Chinese destroy British opium leading to the First Opium War

3 June 1839
On 3 June 1839, Lin Zexu, an imperial commissioner of Qing China, ordered the destruction of illegal opium imports, which were being smuggled in increasing quantities by British traders. China had banned the import of opium in 1800, but until 1839, traders had been able to purchase supplies from the British East India Company’s auction market at Calcutta and then ship it to Chinese ports without any effective interference. As a consequence, the number of addicts in China soared and, by the late 1830s, may have reached as many as twelve million. The London Evening Mail, reflecting in 1839 on the state of addiction in China, reported that ‘there is no slavery on earth to name with the bondage into which opium casts its victim.
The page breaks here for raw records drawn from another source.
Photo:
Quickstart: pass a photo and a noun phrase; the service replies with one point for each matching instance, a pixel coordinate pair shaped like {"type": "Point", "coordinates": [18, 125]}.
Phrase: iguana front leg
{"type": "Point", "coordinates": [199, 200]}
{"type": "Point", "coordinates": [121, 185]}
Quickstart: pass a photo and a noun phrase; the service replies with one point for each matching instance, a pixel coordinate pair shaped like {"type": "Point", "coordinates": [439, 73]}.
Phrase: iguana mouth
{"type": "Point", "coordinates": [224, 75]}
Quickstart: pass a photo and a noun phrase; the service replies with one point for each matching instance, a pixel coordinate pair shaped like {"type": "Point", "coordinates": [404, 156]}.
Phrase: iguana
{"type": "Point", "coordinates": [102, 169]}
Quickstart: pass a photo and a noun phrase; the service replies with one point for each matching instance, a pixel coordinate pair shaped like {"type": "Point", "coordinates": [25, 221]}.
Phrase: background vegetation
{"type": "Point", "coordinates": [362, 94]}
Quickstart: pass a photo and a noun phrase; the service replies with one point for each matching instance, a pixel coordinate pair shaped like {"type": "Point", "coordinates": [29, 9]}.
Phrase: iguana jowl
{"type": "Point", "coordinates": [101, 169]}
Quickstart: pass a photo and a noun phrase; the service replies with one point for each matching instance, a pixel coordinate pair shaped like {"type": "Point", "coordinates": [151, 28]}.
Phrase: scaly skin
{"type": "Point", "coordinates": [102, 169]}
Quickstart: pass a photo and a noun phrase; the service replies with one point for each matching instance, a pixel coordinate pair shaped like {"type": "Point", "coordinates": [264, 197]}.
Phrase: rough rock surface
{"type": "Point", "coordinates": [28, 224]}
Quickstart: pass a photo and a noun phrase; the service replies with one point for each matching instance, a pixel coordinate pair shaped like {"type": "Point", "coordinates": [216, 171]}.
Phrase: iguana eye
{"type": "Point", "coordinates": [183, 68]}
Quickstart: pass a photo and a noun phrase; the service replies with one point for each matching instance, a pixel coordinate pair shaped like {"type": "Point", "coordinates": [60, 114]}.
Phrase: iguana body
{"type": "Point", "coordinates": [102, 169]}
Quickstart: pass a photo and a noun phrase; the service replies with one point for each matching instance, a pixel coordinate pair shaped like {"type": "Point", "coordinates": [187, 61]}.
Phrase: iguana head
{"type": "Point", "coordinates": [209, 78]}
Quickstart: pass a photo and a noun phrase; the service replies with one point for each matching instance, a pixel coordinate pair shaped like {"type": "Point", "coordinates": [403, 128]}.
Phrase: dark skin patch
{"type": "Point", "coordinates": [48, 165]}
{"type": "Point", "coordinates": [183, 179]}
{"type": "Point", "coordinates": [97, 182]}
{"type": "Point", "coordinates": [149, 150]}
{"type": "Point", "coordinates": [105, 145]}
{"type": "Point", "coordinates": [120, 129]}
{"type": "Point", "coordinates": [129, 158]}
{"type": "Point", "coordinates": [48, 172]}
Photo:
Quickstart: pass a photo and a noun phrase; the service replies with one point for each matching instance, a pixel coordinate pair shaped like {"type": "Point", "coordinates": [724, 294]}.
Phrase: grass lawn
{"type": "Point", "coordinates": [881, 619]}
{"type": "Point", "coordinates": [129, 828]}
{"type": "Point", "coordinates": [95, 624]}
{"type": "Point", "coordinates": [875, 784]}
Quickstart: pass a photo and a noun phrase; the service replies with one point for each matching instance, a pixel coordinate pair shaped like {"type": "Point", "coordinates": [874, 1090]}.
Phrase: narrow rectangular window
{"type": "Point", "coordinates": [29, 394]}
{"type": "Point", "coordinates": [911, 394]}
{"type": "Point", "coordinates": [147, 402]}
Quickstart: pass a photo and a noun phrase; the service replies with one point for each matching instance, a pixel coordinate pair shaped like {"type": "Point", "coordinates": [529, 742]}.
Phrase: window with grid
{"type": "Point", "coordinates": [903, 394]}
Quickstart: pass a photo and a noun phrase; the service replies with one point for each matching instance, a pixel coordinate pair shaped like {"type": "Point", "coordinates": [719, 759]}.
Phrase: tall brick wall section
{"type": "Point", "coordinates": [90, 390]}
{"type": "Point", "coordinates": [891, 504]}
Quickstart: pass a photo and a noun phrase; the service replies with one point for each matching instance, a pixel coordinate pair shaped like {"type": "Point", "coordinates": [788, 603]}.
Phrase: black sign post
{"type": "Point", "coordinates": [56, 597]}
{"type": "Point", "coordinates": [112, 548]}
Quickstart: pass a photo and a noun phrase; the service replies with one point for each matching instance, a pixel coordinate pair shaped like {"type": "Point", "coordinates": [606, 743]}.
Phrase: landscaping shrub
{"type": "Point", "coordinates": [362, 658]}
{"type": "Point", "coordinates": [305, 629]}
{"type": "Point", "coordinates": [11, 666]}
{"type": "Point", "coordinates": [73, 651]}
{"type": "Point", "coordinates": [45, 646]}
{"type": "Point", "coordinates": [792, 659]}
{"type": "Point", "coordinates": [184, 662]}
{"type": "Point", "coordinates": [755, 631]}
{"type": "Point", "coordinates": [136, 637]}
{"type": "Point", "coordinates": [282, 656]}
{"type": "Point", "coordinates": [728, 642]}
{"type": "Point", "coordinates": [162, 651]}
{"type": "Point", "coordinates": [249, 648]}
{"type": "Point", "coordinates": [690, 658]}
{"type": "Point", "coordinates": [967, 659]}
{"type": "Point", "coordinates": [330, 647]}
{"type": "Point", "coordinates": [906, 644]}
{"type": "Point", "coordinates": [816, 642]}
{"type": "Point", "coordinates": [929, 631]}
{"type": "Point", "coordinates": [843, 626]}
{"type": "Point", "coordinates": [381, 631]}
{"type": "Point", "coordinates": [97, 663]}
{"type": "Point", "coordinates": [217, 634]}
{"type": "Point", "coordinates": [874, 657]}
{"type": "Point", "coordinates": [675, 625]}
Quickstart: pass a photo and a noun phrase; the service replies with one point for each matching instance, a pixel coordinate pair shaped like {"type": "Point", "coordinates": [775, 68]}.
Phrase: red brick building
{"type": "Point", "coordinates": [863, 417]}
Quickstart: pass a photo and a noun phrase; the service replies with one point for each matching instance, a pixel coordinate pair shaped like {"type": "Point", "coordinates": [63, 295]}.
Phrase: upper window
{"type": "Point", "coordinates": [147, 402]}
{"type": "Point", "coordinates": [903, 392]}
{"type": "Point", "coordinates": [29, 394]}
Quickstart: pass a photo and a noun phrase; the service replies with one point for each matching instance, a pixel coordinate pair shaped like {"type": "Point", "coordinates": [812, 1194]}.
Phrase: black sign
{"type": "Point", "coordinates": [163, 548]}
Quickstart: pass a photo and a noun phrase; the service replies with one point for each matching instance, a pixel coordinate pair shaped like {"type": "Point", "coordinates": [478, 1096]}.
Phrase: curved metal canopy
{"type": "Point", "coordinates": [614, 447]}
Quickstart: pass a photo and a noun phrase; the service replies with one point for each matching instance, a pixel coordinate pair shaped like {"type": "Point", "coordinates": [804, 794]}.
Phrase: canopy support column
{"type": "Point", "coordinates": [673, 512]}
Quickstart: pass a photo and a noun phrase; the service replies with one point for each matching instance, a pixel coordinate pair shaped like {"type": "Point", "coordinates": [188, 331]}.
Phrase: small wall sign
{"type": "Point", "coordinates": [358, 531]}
There is scarcely one known instance of escape from its toils, when once they have fairly enveloped a man,’ adding that ‘there is in opium once indulged in, a fatal fascination, which needs almost superhuman powers of self-denial, and also capacity for the endurance of pain, to overcome.’1
With the full backing of the Daoguang Emperor who ruled China, Lin seized over twenty thousand chests from British traders. Amounting to over one million kilos, it took 23 days to dispose of it all by adding lime and salt into the opium and then flooding the mixture with sea water. The British press was, at least initially, almost unanimous in its fury, declaring that the ‘wretched Orientals’ were acting unlawfully by seizing the merchants’ property without compensation and detaining British merchants. Typical was an editorial in the Yorkshire Gazette insisting that ‘such conduct cannot be palliated’ and that ‘these barbarians should be taught to respect the rights and property of those who trade with them.’2 Similarly, a reader of the Manchester Courier explained in a letter to the newspaper that ‘they (the Chinese) have committed a barefaced robbery. The government of this country will, it is to be hoped, call them to account in a summary manner,’ and he recommended that ‘such signal punishment be now inflicted upon them as shall teach them a lesson for the future.’3 The Taunton Courier concurred
‘Either our merchants must reside at Canton holding their heads at the will of every mandarin who walks up and down the streets, or else these miserable Asiatics must be taught that if they touch the hair of an Englishman’s head, they do it with the certainty of an English broadside rattling among their crockery houses within half an hour afterwards…’4
The opium smugglers, encouraged by such support, demanded compensation from the British government, but parliament determined that it was the Chinese government who should pay for the loss and, in the spring of 1840, Britain dispatched an expeditionary force of sixteen warships. An Irish commentator, writing in the Dublin Weekly Herald, expressed his astonishment at the ruthlessness of the military response.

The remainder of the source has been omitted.